Through this process, in which trial and error play a significant role, and which often leads to unexpected yet willingly embraced results, the artist replicates a range of everyday, commonplace objects, giving rise to new objects whose familiar forms are transformed by the unexpected colours and materiality, whether translucent or opaque, rigid or flexible, smooth or viscous, and adding an appealingly tactile dimension to their visual appearance.

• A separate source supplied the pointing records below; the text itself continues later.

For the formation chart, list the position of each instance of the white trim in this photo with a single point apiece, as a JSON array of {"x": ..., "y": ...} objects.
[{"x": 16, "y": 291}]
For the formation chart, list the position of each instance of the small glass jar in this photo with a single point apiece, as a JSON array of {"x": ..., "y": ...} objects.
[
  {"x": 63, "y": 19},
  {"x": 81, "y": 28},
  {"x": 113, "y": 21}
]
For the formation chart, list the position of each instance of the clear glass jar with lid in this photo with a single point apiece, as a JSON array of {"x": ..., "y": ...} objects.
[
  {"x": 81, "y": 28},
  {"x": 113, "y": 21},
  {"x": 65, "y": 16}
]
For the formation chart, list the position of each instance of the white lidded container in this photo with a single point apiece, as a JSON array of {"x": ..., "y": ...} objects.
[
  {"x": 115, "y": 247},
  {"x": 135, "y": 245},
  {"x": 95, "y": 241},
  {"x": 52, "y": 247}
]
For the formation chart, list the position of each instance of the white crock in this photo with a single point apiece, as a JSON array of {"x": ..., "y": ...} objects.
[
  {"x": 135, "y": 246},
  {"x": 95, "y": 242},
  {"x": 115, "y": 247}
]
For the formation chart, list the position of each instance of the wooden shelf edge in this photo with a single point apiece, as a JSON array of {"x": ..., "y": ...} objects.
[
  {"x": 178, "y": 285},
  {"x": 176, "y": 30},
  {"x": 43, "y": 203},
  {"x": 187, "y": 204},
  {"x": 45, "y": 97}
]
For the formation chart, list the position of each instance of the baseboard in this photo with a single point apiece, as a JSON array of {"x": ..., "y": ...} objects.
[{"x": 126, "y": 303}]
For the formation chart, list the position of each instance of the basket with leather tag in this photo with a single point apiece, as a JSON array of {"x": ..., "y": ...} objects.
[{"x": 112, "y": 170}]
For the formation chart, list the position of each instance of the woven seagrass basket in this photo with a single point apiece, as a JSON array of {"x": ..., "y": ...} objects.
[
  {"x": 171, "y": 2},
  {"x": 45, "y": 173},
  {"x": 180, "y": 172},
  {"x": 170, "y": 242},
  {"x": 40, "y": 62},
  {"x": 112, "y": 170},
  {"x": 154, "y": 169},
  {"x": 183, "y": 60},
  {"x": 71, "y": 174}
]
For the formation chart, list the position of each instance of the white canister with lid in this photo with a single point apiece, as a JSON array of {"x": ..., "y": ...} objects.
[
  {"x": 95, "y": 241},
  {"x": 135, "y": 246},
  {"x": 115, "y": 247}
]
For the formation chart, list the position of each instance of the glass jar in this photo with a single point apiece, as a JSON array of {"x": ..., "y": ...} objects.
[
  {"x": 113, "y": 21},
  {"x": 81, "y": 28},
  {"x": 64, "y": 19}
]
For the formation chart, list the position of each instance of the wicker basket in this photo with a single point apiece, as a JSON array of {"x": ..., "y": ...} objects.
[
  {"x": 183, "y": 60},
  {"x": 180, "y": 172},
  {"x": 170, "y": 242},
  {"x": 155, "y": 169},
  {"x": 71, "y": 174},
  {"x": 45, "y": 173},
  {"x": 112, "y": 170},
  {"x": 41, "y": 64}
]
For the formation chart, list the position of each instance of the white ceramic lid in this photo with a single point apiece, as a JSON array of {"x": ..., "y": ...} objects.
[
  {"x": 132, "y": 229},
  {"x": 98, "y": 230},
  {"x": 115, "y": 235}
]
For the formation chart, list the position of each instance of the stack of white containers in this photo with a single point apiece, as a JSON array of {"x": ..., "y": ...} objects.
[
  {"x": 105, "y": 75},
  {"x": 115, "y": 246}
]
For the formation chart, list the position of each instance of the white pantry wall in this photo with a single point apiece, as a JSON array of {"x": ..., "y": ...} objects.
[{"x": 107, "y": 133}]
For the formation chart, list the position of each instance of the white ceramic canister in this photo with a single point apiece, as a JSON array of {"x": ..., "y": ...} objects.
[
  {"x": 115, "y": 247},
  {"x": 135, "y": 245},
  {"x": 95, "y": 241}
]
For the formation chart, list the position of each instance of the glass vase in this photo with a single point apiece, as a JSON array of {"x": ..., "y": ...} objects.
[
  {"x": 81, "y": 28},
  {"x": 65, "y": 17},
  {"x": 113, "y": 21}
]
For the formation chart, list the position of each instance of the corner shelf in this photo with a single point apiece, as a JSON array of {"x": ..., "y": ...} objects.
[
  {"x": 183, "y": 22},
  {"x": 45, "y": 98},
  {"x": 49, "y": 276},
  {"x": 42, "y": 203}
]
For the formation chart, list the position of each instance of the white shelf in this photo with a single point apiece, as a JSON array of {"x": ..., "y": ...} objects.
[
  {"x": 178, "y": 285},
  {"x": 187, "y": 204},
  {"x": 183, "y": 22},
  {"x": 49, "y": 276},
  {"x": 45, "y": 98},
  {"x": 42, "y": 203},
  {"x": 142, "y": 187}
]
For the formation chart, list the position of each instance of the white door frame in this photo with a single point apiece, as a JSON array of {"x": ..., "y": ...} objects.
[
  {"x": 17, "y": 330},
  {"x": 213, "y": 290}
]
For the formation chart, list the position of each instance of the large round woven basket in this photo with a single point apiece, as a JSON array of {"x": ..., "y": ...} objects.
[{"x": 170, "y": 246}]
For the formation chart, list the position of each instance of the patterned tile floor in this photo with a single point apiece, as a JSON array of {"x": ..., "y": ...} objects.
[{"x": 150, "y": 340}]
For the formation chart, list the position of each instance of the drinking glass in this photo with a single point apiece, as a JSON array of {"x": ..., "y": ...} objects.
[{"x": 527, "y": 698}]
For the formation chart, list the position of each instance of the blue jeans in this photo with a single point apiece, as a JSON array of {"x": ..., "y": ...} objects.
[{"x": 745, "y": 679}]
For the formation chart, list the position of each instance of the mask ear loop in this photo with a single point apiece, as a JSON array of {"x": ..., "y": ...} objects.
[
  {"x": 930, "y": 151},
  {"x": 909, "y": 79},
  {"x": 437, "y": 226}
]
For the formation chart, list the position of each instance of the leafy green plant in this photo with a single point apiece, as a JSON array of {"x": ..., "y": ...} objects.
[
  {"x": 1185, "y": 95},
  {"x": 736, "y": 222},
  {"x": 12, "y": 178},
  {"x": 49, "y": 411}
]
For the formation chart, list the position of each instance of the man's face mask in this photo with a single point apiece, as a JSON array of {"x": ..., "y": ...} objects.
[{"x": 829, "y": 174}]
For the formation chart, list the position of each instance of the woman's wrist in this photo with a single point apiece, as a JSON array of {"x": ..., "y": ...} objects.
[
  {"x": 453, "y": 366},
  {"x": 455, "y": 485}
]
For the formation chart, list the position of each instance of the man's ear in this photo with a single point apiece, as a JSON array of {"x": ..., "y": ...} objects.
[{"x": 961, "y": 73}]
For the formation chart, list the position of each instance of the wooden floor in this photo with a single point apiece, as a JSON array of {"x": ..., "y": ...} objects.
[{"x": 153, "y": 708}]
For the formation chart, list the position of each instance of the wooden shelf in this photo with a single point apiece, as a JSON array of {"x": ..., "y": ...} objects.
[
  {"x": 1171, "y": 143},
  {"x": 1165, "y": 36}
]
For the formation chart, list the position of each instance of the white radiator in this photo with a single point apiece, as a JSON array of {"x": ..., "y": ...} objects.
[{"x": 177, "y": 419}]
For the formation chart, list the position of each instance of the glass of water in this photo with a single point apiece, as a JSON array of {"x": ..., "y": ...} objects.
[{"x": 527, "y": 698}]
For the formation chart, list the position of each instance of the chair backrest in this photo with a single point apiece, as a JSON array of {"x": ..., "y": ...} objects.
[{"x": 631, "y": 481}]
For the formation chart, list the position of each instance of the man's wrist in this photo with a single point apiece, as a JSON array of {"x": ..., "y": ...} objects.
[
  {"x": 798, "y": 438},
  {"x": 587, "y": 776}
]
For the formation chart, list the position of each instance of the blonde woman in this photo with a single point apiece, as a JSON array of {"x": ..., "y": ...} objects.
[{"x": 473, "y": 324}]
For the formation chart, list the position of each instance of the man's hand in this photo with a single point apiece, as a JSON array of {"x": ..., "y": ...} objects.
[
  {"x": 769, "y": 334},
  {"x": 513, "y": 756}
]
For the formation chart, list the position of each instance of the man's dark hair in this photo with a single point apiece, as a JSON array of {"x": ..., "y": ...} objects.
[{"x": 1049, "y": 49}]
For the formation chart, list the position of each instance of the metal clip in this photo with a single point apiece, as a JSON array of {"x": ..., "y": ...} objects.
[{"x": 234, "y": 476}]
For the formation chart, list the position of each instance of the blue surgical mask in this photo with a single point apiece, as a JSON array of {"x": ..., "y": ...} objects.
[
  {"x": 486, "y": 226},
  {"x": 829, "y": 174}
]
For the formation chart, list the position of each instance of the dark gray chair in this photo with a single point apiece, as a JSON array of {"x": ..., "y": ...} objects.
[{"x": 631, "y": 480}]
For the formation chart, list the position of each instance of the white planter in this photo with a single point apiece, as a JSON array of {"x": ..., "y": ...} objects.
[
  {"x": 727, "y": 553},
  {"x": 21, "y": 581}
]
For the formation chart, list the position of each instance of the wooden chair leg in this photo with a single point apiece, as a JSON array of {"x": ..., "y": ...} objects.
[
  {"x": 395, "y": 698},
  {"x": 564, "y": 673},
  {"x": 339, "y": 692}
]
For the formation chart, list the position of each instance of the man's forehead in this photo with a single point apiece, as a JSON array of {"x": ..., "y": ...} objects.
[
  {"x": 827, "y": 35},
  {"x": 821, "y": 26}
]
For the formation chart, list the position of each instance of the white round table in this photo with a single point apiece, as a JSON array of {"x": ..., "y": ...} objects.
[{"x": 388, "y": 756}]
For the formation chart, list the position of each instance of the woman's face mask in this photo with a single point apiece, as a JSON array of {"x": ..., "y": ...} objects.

The illusory, playful character of these works evokes a choreography of past gestures, the ghostly presence of someone who left a tap running, made tea, or forgot to close an imaginary window through which the breeze comes in. These micro-events coexist with the serene radicalism of a tree trunk that pulses with light in rhythm with a breath, a bathtub that is home to a dewy branch, a basin in which feathers have sprouted, and an impossible, hanging, inert garden. These works retain the memory of the original functions of the objects they contain, while also opening themselves up to new ontological possibilities about what is plausible within our reality and the world we inhabit. Animated by a vital breath, these pieces are simultaneously amusing and unsettling - hybrid beings that occupy a space of tension between the artificial and the natural, and which could even be specimens of a new composite nature that is forming from the debris left behind by human activities.